Sumber: flickr.com/photos/untuksebuahcitacita

Pembuat stempel sering kita jumpai di pinggir-pinggir jalan. Umumnya mereka memiliki keterampilan tangan untuk mengukir di atas kayu, plastik, maupun media kaleng. Namun, pernahkah kita berpikir seputar pekerjaan mereka? Bukan bermaksud untuk memberangus pekerjaan tukang pembuat stempel, tetapi hanya berusaha berpikir kritis dikaitkan dengan fenomena maraknya surat-surat dengan stempel asli tapi palsu (aspal).

Ya, stempel aspal. Keaslian atau kepalsuan stempel bukan terletak dari materialnya, tetapi dari legalitasnya. Dari segi material, tidak ada perbedaan sama sekali antara stempel asli dengan yang palsu, kedua-duanya terbuat dari material yang persis sama. Kita tidak bisa membedakan mana stempel asli dan mana stempel palsu. Kita hanya bisa membedakan stempel itu asli dari legalitasnya, yaitu keterangan dari lembaga/organisasi/perusahaan yang mengeluarkan surat berstempel, artinya–meminjam istilah semantika dialektik–dari das sollen-nya. Yaitu benar adanya bahwa stempel itu dibubuhkan oleh lembaga tersebut. Karena secara kasat mata baik stempel asli maupun stempel palsu persis sama.

Stempel berfungsi sebagai instrumen yang digunakan oleh manusia untuk menunjukkan keaslian atau legalitas. Tradisi stempel sebagai alat legalitas pada surat sudah ada sejak abad 17 Masehi. Hal ini bisa ditelusuri dari surat-surat kerajaan Belanda. Bahkan, jika ditelusuri lagi, stempel sudah ada sejak zaman Kerajaan Mesir Kuno, meskipun bentuk dan material stempel yang digunakan berbeda dengan stempel saat ini.

Posisi stempel pada zaman Kerajaan Belanda menentukan status surat. Jika stempel dibubuhkan di atas kanan menunjukkan bahwa surat itu adalah surat dari raja ke raja atau dari raja ke seseorang; jika stempel tertera di bagian tengah teks menunjukkan surat itu dari menteri ke menteri atau menteri ke seseorang; jika stempel tertera di ujung sebelah kiri teks maka hal itu menunjukkan surat itu dari hamba ke hamba (sumber: Jurnal Wacana, 2007, Vol.9, No.1). Adapun posisi stempel dibubuhkan bersama dengan tanda tangan adalah model legalitas surat zaman modern.

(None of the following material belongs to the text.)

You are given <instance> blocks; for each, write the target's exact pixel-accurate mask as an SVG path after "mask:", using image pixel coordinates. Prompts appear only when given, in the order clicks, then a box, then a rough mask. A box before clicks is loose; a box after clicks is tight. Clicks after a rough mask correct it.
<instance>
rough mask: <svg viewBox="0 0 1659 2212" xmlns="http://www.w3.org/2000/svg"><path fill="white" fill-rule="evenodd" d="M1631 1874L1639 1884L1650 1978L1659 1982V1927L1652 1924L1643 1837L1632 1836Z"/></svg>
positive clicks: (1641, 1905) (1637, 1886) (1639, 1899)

Kasus yang marak terjadi dalam dunia surat-menyurat adalah banyaknya surat-surat dengan stempel dan kop surat yang aspal. Saya sering mengalami hal ini, dan mungkin juga para Kompasianer banyak mengalaminya. Pada awal bulan Juli 2011 ada surat yang ditujukan ke salah satu Sekolah Tinggi di wilayah Kab. Dompu, NTB. Lantas saya mendapat salinan surat itu agar ditelusuri keasliannya. Karena surat itu menginfokan bahwa sekolah tinggi tersebut mendapatkan bantuan dana hibah dari Dirjen Pendidikan Tinggi Kementerian Pendidikan Nasional (Dirjen Dikti Kemendiknas pusat). Suratnya lengkap ada kop surat, stempel dan tanda tangan dari pejabat yang berwenang. Saya telusuri, pejabat yang menandatangani betul, ada namanya. Untuk mengecek keasliannya tidak bisa dilihat dari stempelnya ternyata. Tadinya saya yakin itu surat asli karena plek nyaris sempurna. Tetapi setelah diselidiki ternyata palsu.

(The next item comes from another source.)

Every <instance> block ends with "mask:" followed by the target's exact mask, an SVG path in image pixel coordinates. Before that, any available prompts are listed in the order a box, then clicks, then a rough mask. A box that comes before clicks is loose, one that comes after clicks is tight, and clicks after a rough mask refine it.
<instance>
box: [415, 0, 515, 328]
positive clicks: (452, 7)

Stempel asli maupaun palsu mudah diperoleh, tinggal bikin di tukang pembuat stempel di pinggir-pinggir jalan. Pertanyaannya: perlukah pembuat stempel memiliki izin lisensi? Karena jika tidak, pemalsuan stempel akan terus marak terjadi. Ini sama dengan masalah plat nomor kendaraan. Plat nomor kendaraan yang bukan asli dari Kepolisian atau plat nomor modifikasi dilarang oleh UU Lalu Lintas. Dengan ancaman denda Rp.500 ribu atau kurungan badan selama dua bulan. Tetapi, pembuat plat nomor modifikasi (umumnya menyatu dengan pembuat stempel) makin marak.

Pemalsuan identitas legalitas juga sering terjadi pada “materai”. Kantor Pos mengeluarkan himbauan agar materai harus dibeli dari kantor pos, karena dijamin keasliannya. Materai palsu banyak juga beredar. Materai fungsinya sama dengan stempel, yaitu untuk legalitas. Materai lebih khusus untuk pengikatan dalam sebuah perjanjian atau surat yang memiliki kekuatan hukum bagi kedua belah pihak.

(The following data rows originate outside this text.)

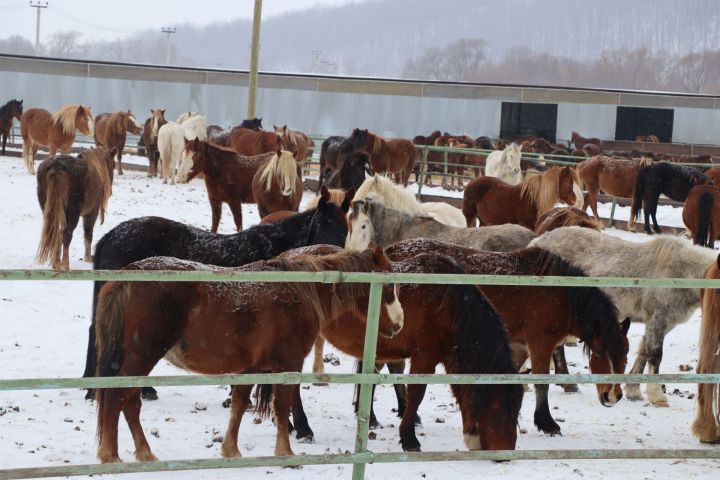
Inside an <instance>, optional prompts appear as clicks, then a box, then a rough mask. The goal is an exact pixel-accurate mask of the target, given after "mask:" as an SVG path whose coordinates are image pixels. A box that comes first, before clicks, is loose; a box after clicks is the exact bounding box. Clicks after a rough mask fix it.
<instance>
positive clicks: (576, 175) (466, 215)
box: [462, 166, 583, 229]
mask: <svg viewBox="0 0 720 480" xmlns="http://www.w3.org/2000/svg"><path fill="white" fill-rule="evenodd" d="M582 198H583V197H582V190H581V189H580V186H579V185H578V180H577V174H576V173H575V170H574V169H573V168H570V167H568V166H566V167H553V168H551V169H549V170H548V171H546V172H544V173H542V174H540V175H533V176H528V177H526V178H525V179H524V180H523V181H522V183H521V184H520V185H516V186H512V185H508V184H507V183H505V182H503V181H502V180H500V179H497V178H492V177H480V178H476V179H475V180H473V181H472V182H470V183H469V184H468V186H467V187H466V188H465V193H464V196H463V208H462V211H463V214H464V215H465V219H466V220H467V226H468V227H473V226H474V225H475V219H476V218H477V219H478V220H479V221H480V225H500V224H503V223H517V224H519V225H522V226H523V227H525V228H529V229H533V228H535V224H536V223H537V219H538V216H540V215H542V214H543V213H545V212H547V211H548V210H550V209H551V208H553V207H554V206H555V204H556V203H558V202H564V203H566V204H568V205H570V206H574V207H579V206H580V205H581V202H582Z"/></svg>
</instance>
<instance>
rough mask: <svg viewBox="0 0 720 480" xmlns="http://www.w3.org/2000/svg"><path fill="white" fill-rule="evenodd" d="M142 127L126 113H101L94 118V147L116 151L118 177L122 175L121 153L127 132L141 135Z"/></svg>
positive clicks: (124, 146)
mask: <svg viewBox="0 0 720 480" xmlns="http://www.w3.org/2000/svg"><path fill="white" fill-rule="evenodd" d="M142 128H143V126H142V125H140V122H138V121H137V119H136V118H135V115H133V114H132V113H130V110H128V111H127V112H115V113H101V114H100V115H98V116H97V117H95V145H97V146H98V147H99V146H103V147H105V148H107V149H112V150H117V159H118V162H117V164H118V175H122V174H123V172H122V152H123V150H124V149H125V140H126V139H127V132H130V133H132V134H134V135H139V134H140V133H142Z"/></svg>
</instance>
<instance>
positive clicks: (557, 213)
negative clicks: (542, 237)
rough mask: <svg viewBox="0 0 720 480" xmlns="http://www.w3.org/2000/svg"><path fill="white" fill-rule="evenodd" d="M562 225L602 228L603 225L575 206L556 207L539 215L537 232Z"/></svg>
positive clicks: (536, 232) (602, 226) (550, 209)
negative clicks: (566, 206) (573, 206)
mask: <svg viewBox="0 0 720 480" xmlns="http://www.w3.org/2000/svg"><path fill="white" fill-rule="evenodd" d="M561 227H585V228H592V229H594V230H602V229H603V225H602V223H600V221H598V220H595V219H594V218H592V217H591V216H589V215H588V214H587V213H585V212H583V211H582V210H580V209H579V208H575V207H556V208H551V209H550V210H548V211H547V212H545V213H543V214H542V215H540V216H539V217H538V221H537V223H535V233H537V234H538V235H542V234H543V233H545V232H549V231H550V230H555V229H556V228H561Z"/></svg>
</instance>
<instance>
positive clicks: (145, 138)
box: [142, 108, 167, 177]
mask: <svg viewBox="0 0 720 480" xmlns="http://www.w3.org/2000/svg"><path fill="white" fill-rule="evenodd" d="M166 123H167V120H165V110H164V109H160V108H156V109H150V117H149V118H148V119H147V120H145V125H144V126H143V137H142V138H143V144H144V145H145V156H147V157H148V177H157V174H158V172H157V167H158V163H159V161H160V151H159V150H158V146H157V137H158V131H159V130H160V127H162V126H163V125H165V124H166Z"/></svg>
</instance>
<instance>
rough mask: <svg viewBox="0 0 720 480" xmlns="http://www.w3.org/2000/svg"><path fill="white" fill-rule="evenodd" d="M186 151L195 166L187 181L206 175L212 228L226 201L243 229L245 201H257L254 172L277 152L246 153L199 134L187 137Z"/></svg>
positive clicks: (206, 179)
mask: <svg viewBox="0 0 720 480" xmlns="http://www.w3.org/2000/svg"><path fill="white" fill-rule="evenodd" d="M183 154H184V155H185V156H186V157H189V158H191V159H192V166H191V167H190V171H189V173H188V176H187V181H188V182H190V181H191V180H192V179H194V178H195V177H196V176H198V175H199V174H201V173H202V174H204V175H205V188H206V189H207V194H208V201H209V202H210V209H211V211H212V224H211V225H212V226H211V227H210V231H211V232H213V233H217V229H218V226H219V225H220V216H221V215H222V204H223V203H227V204H228V206H229V207H230V211H231V212H232V215H233V219H234V220H235V228H236V229H237V231H238V232H239V231H241V230H242V204H243V203H255V202H256V198H255V196H254V195H253V179H254V178H255V174H256V173H257V172H258V171H260V169H261V168H262V167H263V166H264V165H266V164H267V163H268V162H269V161H270V160H271V159H273V158H275V157H277V156H278V155H277V153H266V154H263V155H254V156H252V157H246V156H244V155H240V154H239V153H237V152H236V151H235V150H232V149H229V148H225V147H221V146H218V145H214V144H212V143H210V142H205V141H202V140H200V139H198V138H196V139H195V140H192V141H191V140H187V139H186V140H185V150H184V153H183ZM300 191H301V192H302V190H300Z"/></svg>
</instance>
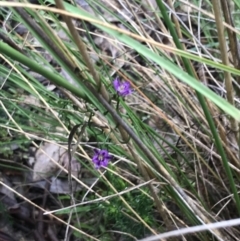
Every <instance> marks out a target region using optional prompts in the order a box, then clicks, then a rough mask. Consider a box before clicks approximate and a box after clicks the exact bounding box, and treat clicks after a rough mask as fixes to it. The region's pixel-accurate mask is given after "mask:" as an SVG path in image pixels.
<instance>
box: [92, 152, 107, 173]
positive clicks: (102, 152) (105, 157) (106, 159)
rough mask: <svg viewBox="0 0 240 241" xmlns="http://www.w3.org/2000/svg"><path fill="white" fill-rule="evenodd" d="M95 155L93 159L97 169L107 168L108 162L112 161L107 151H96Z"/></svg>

Namun, pemalsuan materai masih bisa dikendalikan, karena ada kantor pos sebagai penyedia materai asli. Adapun untuk stempel, tidak ada lembaga/kantor penyedia stempel asli. Jadi, surat-surat yang beredar di sekitar kita, sangat rawan dari pemalsuan. Ide untuk menyediakan lembaga/kantor penyedia stempel asli perlu dipertimbangkan. Hal ini untuk meredam peredaran stempel-stempel palsu. Meskipun demikian, walaupun ada lembaga penyedia stempel asli, memang tetap saja potensi untuk pemalsuan itu masih tinggi. Apa sih yang tidak bisa dipalsukan di negeri kita. Microsoft saja sampai kewalahan mengatasi pembajakan software yang canggih, apalagi hanya sekadar stempel. Tapi, ada kekuatan hukum atau setidaknya kita bisa menelusuri keaslian dari stempel dari lembaga penyedianya. Misalnya, dengan kode khusus, atau dengan prosedur baku harus menunjukkan legalitas dari kantor jika hendak membuat stempel, tidak secara bebas begitu saja.**[harja saputra]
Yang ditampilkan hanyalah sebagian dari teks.